Severity Level: High

Incident Overview

1. Root Cause:

  • Triggered by an internal product code change, not a cyberattack or intrusion.
  • The flaw caused unintended cross-account visibility within the Vanta platform.
  • No exploitation or unauthorized access by external threat actors was detected.

2. Scope of Exposure:

  • Vanta supports over 10,000 customers, mainly in regulated industries requiring stringent compliance protocols.
  • The data leak incident impacted ~4% of Vanta’s customer base, translating to several hundred organizations.

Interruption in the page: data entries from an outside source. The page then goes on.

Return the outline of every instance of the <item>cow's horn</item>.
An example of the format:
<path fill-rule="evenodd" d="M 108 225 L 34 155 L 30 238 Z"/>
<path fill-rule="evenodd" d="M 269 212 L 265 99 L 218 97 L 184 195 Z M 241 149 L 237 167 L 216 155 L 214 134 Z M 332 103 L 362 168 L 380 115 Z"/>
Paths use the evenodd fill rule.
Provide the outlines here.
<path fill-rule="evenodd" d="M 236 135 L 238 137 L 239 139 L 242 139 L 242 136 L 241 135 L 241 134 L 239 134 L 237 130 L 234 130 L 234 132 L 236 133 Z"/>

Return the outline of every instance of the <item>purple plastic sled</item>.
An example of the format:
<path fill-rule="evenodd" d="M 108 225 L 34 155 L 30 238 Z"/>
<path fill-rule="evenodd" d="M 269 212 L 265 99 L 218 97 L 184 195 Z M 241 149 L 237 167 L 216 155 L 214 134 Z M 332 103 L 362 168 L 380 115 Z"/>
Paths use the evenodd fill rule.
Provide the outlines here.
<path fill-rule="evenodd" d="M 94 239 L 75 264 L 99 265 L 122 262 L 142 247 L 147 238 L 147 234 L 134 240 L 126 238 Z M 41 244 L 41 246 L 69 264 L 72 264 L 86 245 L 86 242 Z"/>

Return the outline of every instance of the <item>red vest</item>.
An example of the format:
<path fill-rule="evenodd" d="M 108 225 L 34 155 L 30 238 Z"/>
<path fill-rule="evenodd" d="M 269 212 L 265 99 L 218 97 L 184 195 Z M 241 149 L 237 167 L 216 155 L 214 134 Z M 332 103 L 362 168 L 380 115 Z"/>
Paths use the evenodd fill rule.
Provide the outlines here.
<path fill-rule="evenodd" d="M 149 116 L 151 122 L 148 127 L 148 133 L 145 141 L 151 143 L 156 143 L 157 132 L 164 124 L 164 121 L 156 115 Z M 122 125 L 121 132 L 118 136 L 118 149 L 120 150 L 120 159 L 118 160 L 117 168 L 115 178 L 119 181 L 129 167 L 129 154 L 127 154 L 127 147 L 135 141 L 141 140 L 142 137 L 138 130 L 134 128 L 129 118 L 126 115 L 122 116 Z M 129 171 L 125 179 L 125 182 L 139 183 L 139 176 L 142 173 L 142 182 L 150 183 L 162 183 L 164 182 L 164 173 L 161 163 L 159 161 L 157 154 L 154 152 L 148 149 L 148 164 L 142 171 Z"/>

3. Nature of Data Exposed:

  • Employee names
  • Employee roles
  • Tool configuration data, including indicators of multi-factor authentication (MFA) setup
  • No confirmation on whether sensitive identifiers (e.g., passwords, tokens, or credentials) were included.
  • Vanta has not disclosed if Vanta employee data was part of the exposure.

4. Exposure Vector:

  • Affected approximately 20% of third-party integrations used by Vanta customers.
  • Data from those integrations became visible to other customers’ instances under certain conditions.
  • Example provided: Employee account data from one customer instance was pulled into another customer’s environment.

5. Detection & Response:

  • The issue was first identified on May 26, 2025, through internal monitoring or customer feedback (exact method not disclosed).
  • Vanta initiated a remediation process immediately and completed it by June 4, 2025.
  • All affected customers were individually notified, according to Vanta.

6. Company Statement:

  • Public response was issued by Jeremy Epling, Vanta’s Chief Product Officer.
  • Statement acknowledged the exposure, emphasized remediation, and reassured no external compromise.
  • A Vanta spokesperson declined to specify the types of customers or data categories involved
  • No public disclosure of customer identities or a breach notification on regulatory portals (as of now).

Lessons Learned

  • Even seemingly internal or minor code changes can lead to systemic security exposures if not subjected to rigorous testing.
  • Logical separation between customer environments failed, leading to data cross-contamination.
  • The issue was identified internally or reported by customers, indicating a gap in proactive anomaly detection.

Recommendations:

  1. Enforce strict data segregation checks in all code changes before production deployment.
  2. Implement continuous monitoring for cross-tenant data access anomalies.
  3. Conduct regular security audits of third-party integrations and connectors.
  4. Apply role-based access controls and validate permissions across customer environments.
  5. Notify affected users promptly and provide impact analysis with actionable next steps.
  6. Incorporate tenant isolation tests into your CI/CD pipelines and QA processes.
  7. Maintain least privilege access for third-party connectors, implement per-integration security reviews, and isolate third-party data handling from core user data paths.
  8. Develop a well-rehearsed incident response plan with clear customer notification processes, data classification impact analysis, and regulatory compliance workflows.